Anhand der Oberklasse Hybridmodelle zeigt sich die Effizienz der Audi Hybridtechnologie, denn das größte Einsparungspotential liegt bekanntlich bei den Fahrzeugen mit vergleichsweise hohem Verbrauch.[51]
Mit dem Q5 hybrid quattro, dem A6 hybrid und dem A8 hybrid startet Audi eine Produktoffensive, um Marktanteile im umkämpften Segment der Oberklasse Hybridfahrzeuge zu gewinnen. Größte Konkurrenten sind wohl Lexus, BMW und Mercedes.
Die Hybridmodelle von Audi sind jeweils mit einem Full-Hybrid-Konzept ausgerüstet. Neben der Markteinführung dieser Modelle setzt Audi zukünftig schwerpunktmäßig auf den Ausbau rein elektrisch angetriebener Fahrzeuge, besonders in der Kleinwagenklasse, in der aktuell keine Hybridmodelle geplant sind.
Die Verkaufszahlen der Audi Hybridmodelle sind noch nicht aussagekräftig genug, da sie noch zu neu und unvollständig sind, so dass es auch offiziell keine Daten diesbezüglich von der Audi AG gibt. Gemessen an den Verkaufszahlen wird jedoch erwartet, dass der A8 hybrid das erfolgreichste Modell im Audi Hybrid-Sortiment sein wird.[52]
Mit zunehmender Komplexität der Produkte wird es schwieriger, diese den Kunden zugänglich zu machen, da sie von ihnen aus Unkenntnis der Technologie per se abgelehnt werden. Die Lösung der Hersteller besteht darin, ein neues Produkt nicht in eine bestehende Kategorie zu integrieren, sondern es mit der Bildung einer neuen in einem eigens dafür entworfenen Nischenmarkt zu etablieren. Durch die hiermit ermöglichte individualisierte Ansprache kann es ein Hersteller schaffen, den Schwierigkeiten der Informationsverarbeitung beim Kunden vorzubeugen. Das Produkt wird dadurch positiver in seiner Produktbewertung angenommen.[53],[54] Zugleich ist eine Differenzierung bzw. Abgrenzung von Zielmärkten eine nützliche Grundlage für viele alltägliche marketingtechnischen kognitiven Funktionen, vor allem der Vorhersage und der zu nutzenden Kommunikation.[55]
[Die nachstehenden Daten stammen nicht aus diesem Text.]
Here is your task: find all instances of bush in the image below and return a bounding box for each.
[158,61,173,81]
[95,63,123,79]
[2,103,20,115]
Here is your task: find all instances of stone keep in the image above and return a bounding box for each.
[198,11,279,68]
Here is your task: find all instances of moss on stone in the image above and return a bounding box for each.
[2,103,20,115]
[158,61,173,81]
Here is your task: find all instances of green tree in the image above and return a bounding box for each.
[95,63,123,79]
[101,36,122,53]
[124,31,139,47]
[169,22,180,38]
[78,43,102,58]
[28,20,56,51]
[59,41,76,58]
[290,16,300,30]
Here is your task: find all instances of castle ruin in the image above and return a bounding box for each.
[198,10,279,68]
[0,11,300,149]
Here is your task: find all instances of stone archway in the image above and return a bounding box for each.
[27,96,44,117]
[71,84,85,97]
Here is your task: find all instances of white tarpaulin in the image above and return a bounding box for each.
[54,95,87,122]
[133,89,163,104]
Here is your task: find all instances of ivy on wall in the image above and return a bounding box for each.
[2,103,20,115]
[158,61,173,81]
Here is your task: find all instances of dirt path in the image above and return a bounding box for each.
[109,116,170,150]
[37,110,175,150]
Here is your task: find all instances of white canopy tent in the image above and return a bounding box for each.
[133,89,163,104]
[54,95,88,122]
Unter der Segmentierung des Automobilmarktes wird die Aufteilung eines Gesamtmarktes in Untergruppen bzw. Marktsegmente zur besseren Bearbeitung verstanden.[56] Unter der Annahme, dass relativ stabile Segmente bestehen, wird der deutsche Zielmarkt als Nische innerhalb des deutschen Kfz-Marktes eingeteilt. Die Nische im Nischenmarkt bilden die Hybridfahrzeuge, die wiederum in die gegebenen Kleinwagen, Mittelklasse und Oberklasse Hybridfahrzeuge differenziert werden. Eine mögliche Differenzierung ist folgender Abbildung 11 zu...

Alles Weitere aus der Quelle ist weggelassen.